Algorithms for multiple sequence
alignment of genomes and proteins
Serafim Batzoglou, Stanford
October 1, 2004
Abstract
Without doubt, one of the most worthwhile goals of genomics in
the near future is to build detailed and comprehensive reference
maps, or alignments, of a large number of genomes from each evolutionary
scope (mammals, vertebrate, fungi, and other), and to locate within
those maps biologically functional and evolutionarily constrained
elements. Such a resource will allow study of biological function
and evolution at the level of multiple alignments, rather than
single sequences, and be a tremendously useful starting point
for further biological analyses. At the heart of comparative genomics
are algorithms for multiple sequence alignment. Alignment is an
old problem, but still remarkably far from being solved. Moreover
the scale of newly available sequence data poses novel challenges.
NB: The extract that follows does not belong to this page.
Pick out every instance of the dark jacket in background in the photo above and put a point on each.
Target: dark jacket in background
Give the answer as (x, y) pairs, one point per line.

In this talk, we will describe algorithms and systems for large-scale
multiple alignment of genomic sequences. We will present the LAGAN
family of tools for detecting synteny and performing multiple
alignment between several genomes. LAGAN is being applied to whole-genome
alignment of several mammals, as well as to the ENCODE project
of comprehensively analyzing 1% of the human genome.
In addition, we will describe a new objective function for alignment,
based on a notion we call "probabilistic consistency".
We will present ProbCons, a hidden Markov model-based tool for
multiple alignment of proteins, which uses probabilistic consistency
instead of the traditional Viterbi (Needleman-Wunsch) step and
exhibits much improved accuracy over other aligners.